The Cardinal is keen to draw into the life of the Church those who are not practising their faith, especially those for whom poverty and a broken family life are factors increasing their marginalisation from the Church. In an interview with 30 Days, he gives an example which is quite moving:
"The child has no responsibility for the condition of his parents' marriage. The baptism of children can, on the contrary, become a new beginning for the parents. A while ago, I baptized the seven children of one woman, a poor widow who works as a maid and had her children by two different men. I met her on the feast of Saint Cajetan. She said to me, 'Father, I am in mortal sin, I have seven children and have never had them baptized, I don't have the money for the godparents and for the party... I saw her again and after a little catechesis I baptized them in the chapel of the archepiscopal residence. The woman said to me, 'Father, I can't believe it, you make me feel important'. I said to her, 'But madam, what do I have to do with it? It's Jesus who makes you important."The phrase "after a little catechesis" was encouraging to me, since that is essentially what I do. With sincere respect for those who require parents to come to three or four instruction sessions, I think that for parents of a young child, this is rather a burden. We are faced with the problem of parents presenting a child for baptism without having taken much part in the life of the Church before. I agree with the pastoral approach that seeks to encourage such families by baptising their children readily, and then trying to encourage people to get married, or to have their civil marriage convalidated, to return to Mass and confession, and to become a part of the general life of the parish.

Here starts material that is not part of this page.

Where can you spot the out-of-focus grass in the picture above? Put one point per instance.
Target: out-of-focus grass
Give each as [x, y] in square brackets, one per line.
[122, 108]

In terms of the interpretation of Canon Law, the 1980 Instruction on Infant Baptism from the Congregation for the Doctrine of the Faith is quite lenient on the requirements for a "well-founded hope" that the child will be brought up in the Christian faith, accepting, for example, that the Godparents or the support of the community of the faithful would be sufficient.
Sandro Magister in the same article quotes the frank answer of Pope Benedict at a meeting with priests at Bressanone in August 2008, in which he admitted that he had been more strict as a young priest but had changed his mind over time.